Collapsing under the weight of his emotion, he fell to the turf and stretched his arms out in overwhelmed celebration, before being lifted back to his feet and mobbed by his teammates. Tufnell Park Road in Holloway had witnessed many a Charlie George celebration, following many a Charlie George goal, but it had never seen anything quite like this. Arsenal held Liverpool at bay until the sweet release of the final whistle finally arrived. Charlie and the Gunners of 1971 were double-winners. They were history makers.
That FA Cup-winning goal proved to be the peak of Charlie’s football career, as it likely would have most players. Though the team found themselves back at Wembley once again, just a year later, the FA Cup would on that occasion go home with the Leeds boys. In the years that followed, Arsenal’s double-winning side were slowly sold off.

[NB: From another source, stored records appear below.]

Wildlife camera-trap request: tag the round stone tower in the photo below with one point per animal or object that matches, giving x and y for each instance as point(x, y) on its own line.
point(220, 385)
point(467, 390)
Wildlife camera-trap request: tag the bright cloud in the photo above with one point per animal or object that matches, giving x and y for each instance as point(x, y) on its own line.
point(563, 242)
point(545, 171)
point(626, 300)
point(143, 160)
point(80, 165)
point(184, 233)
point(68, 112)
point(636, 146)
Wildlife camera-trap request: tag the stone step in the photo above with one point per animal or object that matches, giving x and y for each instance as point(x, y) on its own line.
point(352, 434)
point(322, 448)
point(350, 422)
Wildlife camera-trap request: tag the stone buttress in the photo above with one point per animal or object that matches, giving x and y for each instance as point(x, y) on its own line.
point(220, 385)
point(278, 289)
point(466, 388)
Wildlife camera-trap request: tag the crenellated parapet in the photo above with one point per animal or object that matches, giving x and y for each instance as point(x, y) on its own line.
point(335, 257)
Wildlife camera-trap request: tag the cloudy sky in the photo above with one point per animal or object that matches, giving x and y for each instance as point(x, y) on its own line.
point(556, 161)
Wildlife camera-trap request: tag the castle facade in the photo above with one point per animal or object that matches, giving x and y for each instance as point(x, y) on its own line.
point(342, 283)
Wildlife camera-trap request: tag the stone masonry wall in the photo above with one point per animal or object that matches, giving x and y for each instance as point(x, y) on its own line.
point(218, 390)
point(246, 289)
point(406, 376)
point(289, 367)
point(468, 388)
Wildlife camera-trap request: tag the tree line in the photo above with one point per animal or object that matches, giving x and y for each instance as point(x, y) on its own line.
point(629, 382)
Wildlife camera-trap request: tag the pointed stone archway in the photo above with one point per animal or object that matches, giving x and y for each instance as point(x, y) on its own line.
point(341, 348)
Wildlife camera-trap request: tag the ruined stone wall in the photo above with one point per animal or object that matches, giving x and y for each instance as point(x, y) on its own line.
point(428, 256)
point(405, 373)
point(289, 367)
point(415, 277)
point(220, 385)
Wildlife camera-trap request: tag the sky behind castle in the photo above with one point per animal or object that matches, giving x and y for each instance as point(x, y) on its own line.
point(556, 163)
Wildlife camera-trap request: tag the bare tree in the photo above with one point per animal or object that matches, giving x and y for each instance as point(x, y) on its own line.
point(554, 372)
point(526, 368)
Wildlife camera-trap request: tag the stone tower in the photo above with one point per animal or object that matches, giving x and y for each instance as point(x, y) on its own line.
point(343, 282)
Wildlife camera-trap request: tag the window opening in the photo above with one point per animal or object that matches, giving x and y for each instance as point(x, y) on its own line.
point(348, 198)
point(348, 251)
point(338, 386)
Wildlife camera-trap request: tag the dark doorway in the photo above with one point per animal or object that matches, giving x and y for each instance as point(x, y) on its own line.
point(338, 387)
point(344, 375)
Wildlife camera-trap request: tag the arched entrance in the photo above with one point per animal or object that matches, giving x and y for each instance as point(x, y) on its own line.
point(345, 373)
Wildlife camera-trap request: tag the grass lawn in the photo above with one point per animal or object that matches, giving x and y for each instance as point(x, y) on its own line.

Though his eventual sale in 1975 displeased much of the Highbury faithful, who so adored watching one of their own flourish in red and white, it came as little surprise. Charlie and manager Bertie Mee rarely saw eye to eye, never made more apparent than during the 1971/72 season when the forward required frequently disciplinaries, not least for headbutting Kevin Keegan during a game against Liverpool and, later, responding to jeers from Derby by celebrating a goal with the v-sign flicked at a section of the home support.
Charlie played on for almost another decade beyond his halcyon days at Arsenal, representing Derby with distinction, featuring for a succession of diverse sides including Southampton, Bournemouth, Dundee United, Coventry, the unlikely Minnesota Kicks in the United States, and Hong Kong’s Bulova, as well as capping his brief spell at Brian Clough’s Nottingham Forest by scoring a vital goal in a two-legged UEFA Super Cup victory over Barcelona.
Yet, wherever he went, plying his humble trade in countries near or far, no spell at any other club brought him, or his fans, quite the same fulfilment he experienced during the many games he played at home, at Highbury, reliving those days he first practised as a boy in Holloway, thriving with the weight of the cannon on his chest, serenaded by, as Charlie put it, “15,000 to 20,000 fans on the North Bank, chanting my name … the biggest thrill you will ever get in your life.”